The tube sets with one or the other size of beads in which rec-PrPres was detected, received distinct values, being the misfolding score (S) assigned to 0.1 mm diameter beads lower than that assigned to 1 mm diameter beads. This distinction was made according to previous observations indicating that rec-PrPres misfolding was favored not just by the presence of a determined glass surface but also strongly influenced by bead movement26. Therefore, tubes complemented with 1 mm diameter glass beads resulted more restrictive in terms of inducing spontaneous misfolding of rec-PrP, which led us to assign a higher value to these positive tubes than to those complemented with 0.1 mm. Source data available in a Dataset deposited in the Zenodo public repository (10.5281/zenodo.10579518)44.

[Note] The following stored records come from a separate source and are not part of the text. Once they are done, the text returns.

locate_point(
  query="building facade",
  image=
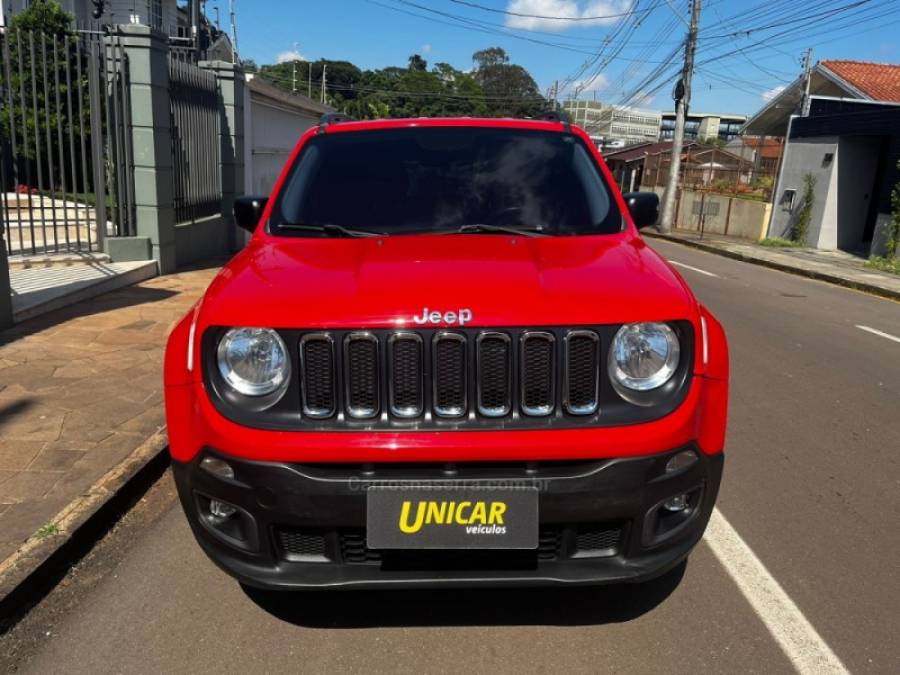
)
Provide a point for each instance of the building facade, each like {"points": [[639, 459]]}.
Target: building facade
{"points": [[844, 138], [162, 15], [703, 127], [614, 126]]}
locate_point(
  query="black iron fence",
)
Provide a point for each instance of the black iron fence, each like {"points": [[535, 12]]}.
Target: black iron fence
{"points": [[195, 110], [65, 142], [714, 170]]}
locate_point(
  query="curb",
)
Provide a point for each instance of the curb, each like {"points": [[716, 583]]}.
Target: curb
{"points": [[873, 289], [29, 573]]}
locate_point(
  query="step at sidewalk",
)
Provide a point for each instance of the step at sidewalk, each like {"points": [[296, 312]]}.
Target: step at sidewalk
{"points": [[834, 267], [81, 389], [37, 290]]}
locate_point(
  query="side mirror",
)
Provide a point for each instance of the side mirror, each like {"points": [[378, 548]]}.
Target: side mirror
{"points": [[248, 210], [644, 208]]}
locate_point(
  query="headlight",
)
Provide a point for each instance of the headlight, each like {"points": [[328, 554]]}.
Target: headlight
{"points": [[644, 356], [254, 361]]}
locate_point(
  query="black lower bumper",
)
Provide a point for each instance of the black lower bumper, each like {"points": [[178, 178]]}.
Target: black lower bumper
{"points": [[303, 526]]}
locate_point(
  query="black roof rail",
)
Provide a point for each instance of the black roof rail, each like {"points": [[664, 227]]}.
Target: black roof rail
{"points": [[560, 116], [554, 116], [333, 118]]}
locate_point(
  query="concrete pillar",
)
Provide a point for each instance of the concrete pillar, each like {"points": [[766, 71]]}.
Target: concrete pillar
{"points": [[146, 50], [230, 80], [5, 291]]}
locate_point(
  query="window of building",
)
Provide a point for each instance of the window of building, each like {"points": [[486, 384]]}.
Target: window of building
{"points": [[154, 12]]}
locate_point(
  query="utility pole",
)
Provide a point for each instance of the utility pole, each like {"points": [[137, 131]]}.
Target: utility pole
{"points": [[234, 50], [807, 76], [682, 101]]}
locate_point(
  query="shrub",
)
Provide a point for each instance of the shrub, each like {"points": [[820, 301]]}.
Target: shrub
{"points": [[801, 229]]}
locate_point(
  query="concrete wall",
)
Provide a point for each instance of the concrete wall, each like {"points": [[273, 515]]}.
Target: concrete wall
{"points": [[802, 156], [744, 218], [271, 131]]}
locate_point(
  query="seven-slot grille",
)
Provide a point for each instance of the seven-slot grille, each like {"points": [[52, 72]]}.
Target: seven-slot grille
{"points": [[449, 375]]}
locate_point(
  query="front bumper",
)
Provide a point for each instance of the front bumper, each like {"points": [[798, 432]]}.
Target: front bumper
{"points": [[303, 525]]}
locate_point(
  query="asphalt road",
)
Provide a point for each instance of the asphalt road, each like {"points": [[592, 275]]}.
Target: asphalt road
{"points": [[812, 486]]}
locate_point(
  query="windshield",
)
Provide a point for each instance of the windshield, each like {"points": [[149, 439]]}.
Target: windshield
{"points": [[445, 179]]}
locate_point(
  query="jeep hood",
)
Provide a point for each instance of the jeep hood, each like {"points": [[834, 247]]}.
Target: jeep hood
{"points": [[504, 281]]}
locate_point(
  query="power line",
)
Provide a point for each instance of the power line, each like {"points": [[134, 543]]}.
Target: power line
{"points": [[540, 16]]}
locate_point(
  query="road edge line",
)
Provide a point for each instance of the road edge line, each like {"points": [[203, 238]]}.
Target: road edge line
{"points": [[872, 289], [786, 623], [36, 566]]}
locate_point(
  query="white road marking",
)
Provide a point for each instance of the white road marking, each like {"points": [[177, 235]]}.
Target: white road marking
{"points": [[796, 636], [874, 331], [695, 269]]}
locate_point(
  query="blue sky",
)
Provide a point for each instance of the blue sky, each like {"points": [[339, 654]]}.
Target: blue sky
{"points": [[638, 36]]}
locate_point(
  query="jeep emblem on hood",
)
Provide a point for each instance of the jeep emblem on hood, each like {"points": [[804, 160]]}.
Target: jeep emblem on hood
{"points": [[460, 316]]}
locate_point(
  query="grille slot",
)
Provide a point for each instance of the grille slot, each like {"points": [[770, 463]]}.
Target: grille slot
{"points": [[354, 549], [582, 372], [449, 374], [494, 371], [308, 545], [538, 373], [405, 353], [362, 375], [597, 541], [317, 380]]}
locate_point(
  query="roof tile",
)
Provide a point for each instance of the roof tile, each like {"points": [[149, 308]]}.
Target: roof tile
{"points": [[879, 81]]}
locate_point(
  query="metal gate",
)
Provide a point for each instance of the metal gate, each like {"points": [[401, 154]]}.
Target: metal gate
{"points": [[66, 178]]}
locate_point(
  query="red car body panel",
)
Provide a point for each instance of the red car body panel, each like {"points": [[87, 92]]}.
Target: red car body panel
{"points": [[286, 282]]}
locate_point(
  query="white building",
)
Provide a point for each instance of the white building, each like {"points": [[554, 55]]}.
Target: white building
{"points": [[162, 15], [614, 126]]}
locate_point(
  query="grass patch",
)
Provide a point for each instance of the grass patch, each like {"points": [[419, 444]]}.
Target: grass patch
{"points": [[780, 242], [48, 530], [890, 265]]}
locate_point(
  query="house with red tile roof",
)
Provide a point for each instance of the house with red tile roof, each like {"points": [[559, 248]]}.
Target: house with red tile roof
{"points": [[841, 126]]}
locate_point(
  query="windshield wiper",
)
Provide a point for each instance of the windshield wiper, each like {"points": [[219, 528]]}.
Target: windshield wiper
{"points": [[479, 228], [330, 229]]}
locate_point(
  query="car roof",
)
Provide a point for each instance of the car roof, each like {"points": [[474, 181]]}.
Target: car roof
{"points": [[412, 122]]}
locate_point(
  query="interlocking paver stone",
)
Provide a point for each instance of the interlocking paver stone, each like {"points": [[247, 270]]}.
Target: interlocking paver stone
{"points": [[80, 389]]}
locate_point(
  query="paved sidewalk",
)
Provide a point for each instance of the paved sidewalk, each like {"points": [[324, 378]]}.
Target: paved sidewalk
{"points": [[833, 266], [80, 389]]}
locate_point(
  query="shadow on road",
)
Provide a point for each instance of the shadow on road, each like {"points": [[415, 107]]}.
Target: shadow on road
{"points": [[468, 607]]}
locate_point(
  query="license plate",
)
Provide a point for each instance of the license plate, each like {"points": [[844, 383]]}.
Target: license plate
{"points": [[452, 518]]}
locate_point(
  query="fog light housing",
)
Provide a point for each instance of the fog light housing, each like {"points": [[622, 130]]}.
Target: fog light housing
{"points": [[676, 504], [221, 509], [681, 461], [217, 467]]}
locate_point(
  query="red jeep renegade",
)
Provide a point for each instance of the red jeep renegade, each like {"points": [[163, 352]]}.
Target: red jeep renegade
{"points": [[446, 357]]}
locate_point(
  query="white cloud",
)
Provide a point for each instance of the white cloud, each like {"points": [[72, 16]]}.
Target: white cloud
{"points": [[588, 86], [772, 93], [289, 55], [607, 10], [641, 100]]}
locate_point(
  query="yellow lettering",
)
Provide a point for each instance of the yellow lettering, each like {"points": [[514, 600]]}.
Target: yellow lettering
{"points": [[497, 511], [436, 513], [479, 514], [460, 517], [405, 525]]}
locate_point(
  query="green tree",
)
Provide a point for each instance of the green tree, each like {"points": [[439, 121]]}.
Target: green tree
{"points": [[509, 90], [42, 52], [801, 228], [416, 62], [893, 234]]}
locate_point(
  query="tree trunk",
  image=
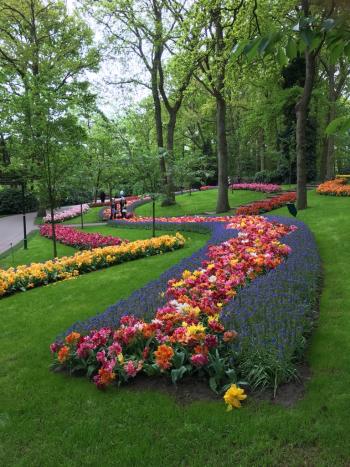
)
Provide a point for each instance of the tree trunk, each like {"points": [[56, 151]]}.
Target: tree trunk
{"points": [[222, 201], [261, 149], [301, 109], [159, 124]]}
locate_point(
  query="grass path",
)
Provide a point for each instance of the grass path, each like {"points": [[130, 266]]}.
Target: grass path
{"points": [[51, 419]]}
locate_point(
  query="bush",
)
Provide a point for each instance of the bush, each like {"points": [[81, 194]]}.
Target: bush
{"points": [[11, 201]]}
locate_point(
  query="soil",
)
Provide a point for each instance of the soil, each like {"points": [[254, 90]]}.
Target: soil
{"points": [[192, 390]]}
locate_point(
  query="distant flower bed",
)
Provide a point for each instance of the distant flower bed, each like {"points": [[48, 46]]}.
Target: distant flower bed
{"points": [[37, 274], [186, 335], [263, 187], [67, 214], [106, 215], [266, 205], [77, 239], [181, 219], [337, 187]]}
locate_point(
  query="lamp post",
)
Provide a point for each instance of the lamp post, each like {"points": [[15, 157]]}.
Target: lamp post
{"points": [[153, 215]]}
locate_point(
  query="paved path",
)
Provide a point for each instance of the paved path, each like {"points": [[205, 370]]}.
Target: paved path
{"points": [[11, 229]]}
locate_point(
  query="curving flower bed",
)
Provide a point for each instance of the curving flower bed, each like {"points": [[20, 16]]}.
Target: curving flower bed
{"points": [[27, 277], [266, 205], [77, 239], [189, 333], [67, 213], [263, 187], [337, 187]]}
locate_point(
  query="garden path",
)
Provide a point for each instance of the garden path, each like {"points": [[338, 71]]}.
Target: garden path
{"points": [[11, 229]]}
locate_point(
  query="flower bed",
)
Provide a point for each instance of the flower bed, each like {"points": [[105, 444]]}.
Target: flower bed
{"points": [[186, 335], [67, 213], [129, 199], [67, 267], [180, 219], [77, 239], [266, 205], [207, 187], [263, 187], [337, 187]]}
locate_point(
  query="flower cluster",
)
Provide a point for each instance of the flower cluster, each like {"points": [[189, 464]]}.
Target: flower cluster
{"points": [[182, 219], [70, 213], [68, 267], [263, 187], [186, 335], [266, 205], [77, 239], [129, 199], [337, 187]]}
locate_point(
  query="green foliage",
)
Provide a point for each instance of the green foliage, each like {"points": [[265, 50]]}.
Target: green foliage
{"points": [[340, 125], [264, 370]]}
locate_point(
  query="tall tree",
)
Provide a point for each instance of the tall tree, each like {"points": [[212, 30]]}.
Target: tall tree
{"points": [[46, 51], [149, 31]]}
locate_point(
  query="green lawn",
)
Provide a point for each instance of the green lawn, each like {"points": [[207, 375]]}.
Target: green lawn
{"points": [[51, 419], [199, 202]]}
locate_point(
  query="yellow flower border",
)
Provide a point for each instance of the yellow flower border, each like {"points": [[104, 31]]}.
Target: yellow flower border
{"points": [[68, 267]]}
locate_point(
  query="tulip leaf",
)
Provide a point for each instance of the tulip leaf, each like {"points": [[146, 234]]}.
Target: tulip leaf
{"points": [[339, 125], [307, 36]]}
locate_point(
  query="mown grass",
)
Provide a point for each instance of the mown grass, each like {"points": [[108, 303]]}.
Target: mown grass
{"points": [[90, 216], [51, 419], [199, 202]]}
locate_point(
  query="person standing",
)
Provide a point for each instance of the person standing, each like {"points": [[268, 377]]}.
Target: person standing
{"points": [[122, 205]]}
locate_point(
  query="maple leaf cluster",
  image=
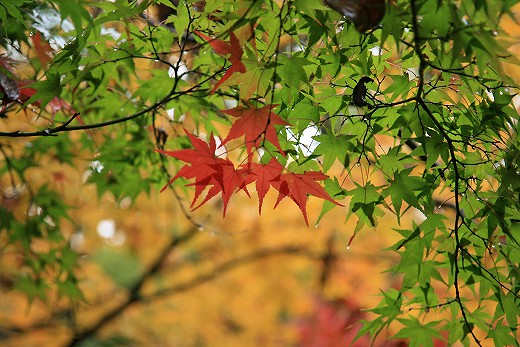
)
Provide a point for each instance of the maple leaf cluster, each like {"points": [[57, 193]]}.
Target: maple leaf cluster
{"points": [[221, 176]]}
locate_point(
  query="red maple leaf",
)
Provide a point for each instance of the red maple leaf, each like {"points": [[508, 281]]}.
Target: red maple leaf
{"points": [[254, 122], [223, 48], [208, 171], [263, 176], [299, 186]]}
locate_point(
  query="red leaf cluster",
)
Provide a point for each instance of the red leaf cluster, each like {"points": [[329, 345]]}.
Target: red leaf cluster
{"points": [[257, 125], [221, 176], [224, 48]]}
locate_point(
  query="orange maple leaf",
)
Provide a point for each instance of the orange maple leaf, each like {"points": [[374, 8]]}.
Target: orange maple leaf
{"points": [[223, 48], [208, 171], [254, 122]]}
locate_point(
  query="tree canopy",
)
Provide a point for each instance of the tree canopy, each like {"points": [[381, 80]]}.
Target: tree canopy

Determination of infectivity of the rec-PrPres
To check if the rec-PrPres generated by PMSA can induce misfolding of PrPC from brain homogenates and induce a TSE in animals, two approaches were undertaken. Given the variety of rec-PrPs and the exotic nature of many species, we decided to use transgenic mice expressing the prion protein from bank vole (Myodes glareolus) with the I109 polymorphism (GenBank accession number AF367624) 1-fold, generated as detailed in45. This animal model, highly susceptible to TSEs, presents a wide host range27, which makes it ideal to evaluate the potential infectious capacity of the various rec-PrPres generated in PMSA.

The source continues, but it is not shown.